Klein did, however, take some shots at the political forces he says prevent innovation in the classroom. Investing school budgets in personnel instead of technology, continuing to support seat-time requirements, and allocating mandatory textbook budgets are all trends stifling education's progression, he said.

Eventually, he envisions a classroom where each student has a personalized lesson plan (School of One, anyone?) and teachers get real-time data on student performance (Wireless Generation, anyone?). (This also aligns with the the new guidelines announced Tuesday for the $400 million Race to the Top district competition, which highlight "personalized learning.")

Perhaps News Corp.'s involvement in ALEC is the next step to knocking down those political barriers, but the distinction between Wireless Generation and News Corp. as ALEC members is important to determining which barriers those may be.

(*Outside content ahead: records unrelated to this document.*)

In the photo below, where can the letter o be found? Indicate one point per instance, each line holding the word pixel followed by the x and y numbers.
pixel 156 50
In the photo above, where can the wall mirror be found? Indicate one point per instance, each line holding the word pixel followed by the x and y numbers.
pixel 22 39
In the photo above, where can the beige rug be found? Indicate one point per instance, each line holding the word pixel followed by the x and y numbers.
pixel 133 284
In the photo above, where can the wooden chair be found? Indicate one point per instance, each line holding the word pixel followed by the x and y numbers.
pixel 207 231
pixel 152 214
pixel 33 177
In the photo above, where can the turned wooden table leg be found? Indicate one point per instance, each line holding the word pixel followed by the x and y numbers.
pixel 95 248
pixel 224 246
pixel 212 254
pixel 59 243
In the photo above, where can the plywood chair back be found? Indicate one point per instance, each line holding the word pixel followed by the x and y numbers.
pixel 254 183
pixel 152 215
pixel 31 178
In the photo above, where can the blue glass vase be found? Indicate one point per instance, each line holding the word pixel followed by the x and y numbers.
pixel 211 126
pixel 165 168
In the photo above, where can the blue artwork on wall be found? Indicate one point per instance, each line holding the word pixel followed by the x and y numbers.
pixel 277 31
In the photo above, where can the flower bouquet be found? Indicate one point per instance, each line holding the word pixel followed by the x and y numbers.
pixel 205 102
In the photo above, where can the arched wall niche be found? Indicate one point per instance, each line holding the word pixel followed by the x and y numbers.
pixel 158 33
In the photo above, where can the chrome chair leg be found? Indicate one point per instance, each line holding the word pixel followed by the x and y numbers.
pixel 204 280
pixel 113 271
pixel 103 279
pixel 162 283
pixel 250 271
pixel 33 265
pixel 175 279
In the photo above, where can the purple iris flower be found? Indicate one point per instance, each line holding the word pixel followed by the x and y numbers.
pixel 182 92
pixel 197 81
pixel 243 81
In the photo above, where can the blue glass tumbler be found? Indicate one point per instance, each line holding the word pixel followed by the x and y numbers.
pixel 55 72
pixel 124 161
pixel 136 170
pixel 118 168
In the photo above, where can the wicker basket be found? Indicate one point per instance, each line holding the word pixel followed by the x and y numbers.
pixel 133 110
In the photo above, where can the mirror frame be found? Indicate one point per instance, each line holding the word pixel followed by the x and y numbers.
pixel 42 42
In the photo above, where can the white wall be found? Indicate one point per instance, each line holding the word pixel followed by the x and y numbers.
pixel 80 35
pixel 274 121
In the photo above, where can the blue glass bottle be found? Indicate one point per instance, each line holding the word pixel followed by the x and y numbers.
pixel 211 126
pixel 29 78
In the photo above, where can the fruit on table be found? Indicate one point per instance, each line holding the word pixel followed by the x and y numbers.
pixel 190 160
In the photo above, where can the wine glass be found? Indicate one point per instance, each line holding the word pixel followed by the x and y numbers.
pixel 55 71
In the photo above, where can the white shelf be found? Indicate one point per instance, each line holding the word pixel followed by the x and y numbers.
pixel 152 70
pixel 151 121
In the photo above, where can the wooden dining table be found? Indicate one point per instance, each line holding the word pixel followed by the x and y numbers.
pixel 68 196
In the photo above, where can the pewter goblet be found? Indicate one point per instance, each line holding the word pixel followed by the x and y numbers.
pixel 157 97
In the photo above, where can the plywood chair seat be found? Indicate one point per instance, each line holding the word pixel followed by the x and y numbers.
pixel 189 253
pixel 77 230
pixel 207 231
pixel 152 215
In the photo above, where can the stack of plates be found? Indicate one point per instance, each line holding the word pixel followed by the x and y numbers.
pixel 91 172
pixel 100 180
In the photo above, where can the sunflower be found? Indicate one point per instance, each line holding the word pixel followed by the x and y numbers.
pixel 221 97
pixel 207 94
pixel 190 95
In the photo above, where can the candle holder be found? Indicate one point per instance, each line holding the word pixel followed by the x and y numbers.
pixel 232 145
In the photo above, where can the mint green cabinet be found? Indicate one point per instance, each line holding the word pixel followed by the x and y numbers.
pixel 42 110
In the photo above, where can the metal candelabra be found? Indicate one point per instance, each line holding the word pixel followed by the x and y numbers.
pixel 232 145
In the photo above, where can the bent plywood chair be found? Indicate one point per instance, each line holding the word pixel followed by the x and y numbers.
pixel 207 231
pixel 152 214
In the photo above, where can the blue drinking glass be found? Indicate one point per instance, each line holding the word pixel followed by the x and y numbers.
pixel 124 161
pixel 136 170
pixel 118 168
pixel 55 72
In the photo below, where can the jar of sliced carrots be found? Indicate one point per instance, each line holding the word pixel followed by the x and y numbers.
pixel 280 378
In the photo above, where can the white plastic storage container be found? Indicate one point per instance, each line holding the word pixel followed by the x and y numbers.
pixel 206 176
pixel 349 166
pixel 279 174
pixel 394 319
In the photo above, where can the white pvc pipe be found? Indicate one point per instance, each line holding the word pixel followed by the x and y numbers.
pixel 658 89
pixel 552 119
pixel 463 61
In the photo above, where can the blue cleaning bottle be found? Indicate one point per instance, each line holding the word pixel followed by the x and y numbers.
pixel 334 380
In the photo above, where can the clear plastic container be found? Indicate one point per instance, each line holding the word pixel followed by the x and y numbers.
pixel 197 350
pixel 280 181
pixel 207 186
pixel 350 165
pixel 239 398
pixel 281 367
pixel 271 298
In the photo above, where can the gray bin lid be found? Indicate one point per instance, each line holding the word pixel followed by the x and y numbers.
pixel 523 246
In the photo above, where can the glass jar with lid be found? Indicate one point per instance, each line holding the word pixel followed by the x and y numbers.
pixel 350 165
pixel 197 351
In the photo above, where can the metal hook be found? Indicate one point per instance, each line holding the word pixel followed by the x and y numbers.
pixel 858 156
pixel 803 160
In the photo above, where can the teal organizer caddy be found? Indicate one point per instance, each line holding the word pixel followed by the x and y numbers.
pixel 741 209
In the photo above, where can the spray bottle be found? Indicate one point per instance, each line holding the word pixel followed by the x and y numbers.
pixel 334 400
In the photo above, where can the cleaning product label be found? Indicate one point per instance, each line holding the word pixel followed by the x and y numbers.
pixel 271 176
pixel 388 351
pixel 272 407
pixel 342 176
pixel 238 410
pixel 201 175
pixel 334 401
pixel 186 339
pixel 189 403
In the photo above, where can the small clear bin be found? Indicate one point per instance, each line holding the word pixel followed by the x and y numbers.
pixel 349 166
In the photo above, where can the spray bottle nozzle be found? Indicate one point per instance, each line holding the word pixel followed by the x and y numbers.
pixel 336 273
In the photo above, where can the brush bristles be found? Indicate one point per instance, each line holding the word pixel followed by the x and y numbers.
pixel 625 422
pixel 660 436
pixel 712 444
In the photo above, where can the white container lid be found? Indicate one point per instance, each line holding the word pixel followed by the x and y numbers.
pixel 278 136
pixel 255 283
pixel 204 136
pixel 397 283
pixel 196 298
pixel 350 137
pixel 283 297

For instance, ALEC is considering whether or not to oppose the Common Core State Standards, as an overreach of the federal government. In its recent acquisition of Intel-Assess, an assessment content company, Wireless Generation said it would better position the company to provide services to schools aligned with those standards.

Other education task force members include Dell Inc., K12 Inc., and Connections Academy, whose co-founder and executive vice president, Mickey Revenaugh, is the private-sector chairwoman for the education task force. Since ALEC's involvement in "Stand Your Ground" became public, many education companies have distanced themselves from the group.

  • The Bill & Melinda Gates Foundation said it will not provide future funds to the group but would not stop a $376,000 grant to the group for legislators.
  • National Association of Charter School Authorizers said it would not renew its ALEC membership.
  • Also on Tuesday, the Lumina Foundation, which focuses on higher education achievement, said it is no longer an ALEC member. The group awarded two grants to ALEC totaling $595,000.

Scantron, the testing company, decided last year not to renew its membership in ALEC after a change in leadership, a company spokeswoman said.

(The Gates and Lumina foundations also provide grant support for Education Week. Wireless Generation's co-founder and chief executive officer, Larry Berger, serves on the board of trustees of Editorial Projects in Education, the nonprofit corporation that publishes Education Week.)